Altman's anticipated testimony is expected to be a focal point of the trial's closing days. His account of events — including the circumstances of Musk's departure and the subsequent commercial evolution of the company — is likely to be contested by Musk's legal team.
The case is being watched closely as a potential landmark moment for the governance of AI development, at a time when the technology is reshaping industries and attracting unprecedented levels of investment.
Analysis
Why This Matters
- The outcome could set legal precedents governing how AI companies balance nonprofit founding missions with commercial imperatives, affecting how future AI ventures structure themselves.
- The testimony of Sam Altman and evidence aired in court may reshape public and investor understanding of OpenAI's governance, potentially influencing its planned transition to a fully for-profit entity.
- The trial puts a spotlight on the concentrated power wielded by a small group of individuals over transformative AI technology, raising broader questions about accountability in the sector.
Background
OpenAI was founded in 2015 as a nonprofit research organisation, with Elon Musk and Sam Altman among its prominent co-founders. Its stated mission was to ensure that artificial general intelligence would benefit all of humanity rather than be monopolised by any single company or interest.
Musk departed OpenAI's board in 2018, with accounts of the circumstances differing between parties. In subsequent years, OpenAI restructured into a "capped-profit" model, secured a landmark multi-billion dollar investment partnership with Microsoft, and launched ChatGPT — which became one of the fastest-growing consumer technology products ever recorded.

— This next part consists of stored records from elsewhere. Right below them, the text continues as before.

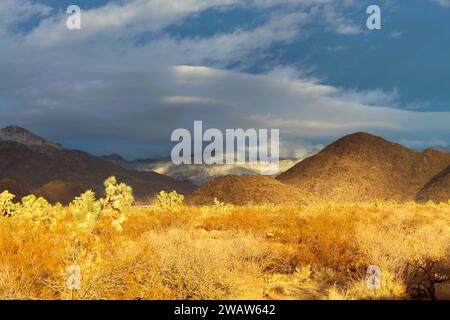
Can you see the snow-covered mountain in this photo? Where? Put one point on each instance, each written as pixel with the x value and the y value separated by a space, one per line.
pixel 24 137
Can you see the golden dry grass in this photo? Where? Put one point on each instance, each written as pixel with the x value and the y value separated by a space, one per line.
pixel 225 252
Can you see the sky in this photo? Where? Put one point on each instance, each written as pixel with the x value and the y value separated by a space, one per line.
pixel 139 69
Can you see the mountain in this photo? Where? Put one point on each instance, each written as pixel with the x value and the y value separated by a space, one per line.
pixel 245 190
pixel 13 187
pixel 437 189
pixel 363 167
pixel 62 191
pixel 33 162
pixel 197 174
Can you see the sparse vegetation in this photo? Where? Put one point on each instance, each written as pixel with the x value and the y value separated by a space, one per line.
pixel 173 251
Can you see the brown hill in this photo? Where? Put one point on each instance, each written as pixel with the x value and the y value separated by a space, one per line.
pixel 34 162
pixel 13 187
pixel 438 189
pixel 245 190
pixel 363 167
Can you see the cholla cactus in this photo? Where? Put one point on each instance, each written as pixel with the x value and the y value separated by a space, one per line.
pixel 6 204
pixel 119 198
pixel 85 211
pixel 169 201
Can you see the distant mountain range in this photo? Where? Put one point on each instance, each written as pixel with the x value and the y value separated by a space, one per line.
pixel 31 163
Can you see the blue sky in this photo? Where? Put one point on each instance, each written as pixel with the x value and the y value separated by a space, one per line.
pixel 139 69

Musk filed his initial legal challenge in early 2024, alleging breach of contract and fiduciary duty. The case has evolved and expanded since then, and the trial now represents the most direct public airing of the dispute. OpenAI is also separately pursuing a full conversion to a for-profit public benefit corporation, a move that has attracted regulatory attention.
Key Perspectives
Elon Musk: Argues that OpenAI abandoned its foundational nonprofit mission in pursuit of commercial profit, and that early supporters and the broader public were misled about the company's direction. His legal team contends this constitutes a breach of founding agreements.
Sam Altman and OpenAI: Maintain that the company's evolution was necessary and consistent with its mission, arguing that developing frontier AI safely requires vast resources only accessible through commercial structures and partnerships with major investors.
Critics and Legal Observers: Some question whether Musk's motivations are partly competitive, given his founding of rival AI company xAI. Others note the case raises legitimate governance questions about whether any organisation can bind itself to a nonprofit mission as commercial pressures intensify.
What to Watch
- Sam Altman's testimony and how he characterises both Musk's departure and the decision to restructure commercially.
- The judge's eventual ruling on whether OpenAI's structural changes constituted a breach of its founding commitments — a finding that could complicate its planned for-profit conversion.
- Any settlement discussions in the trial's final days, which could resolve the lawsuit while leaving the broader governance questions unanswered.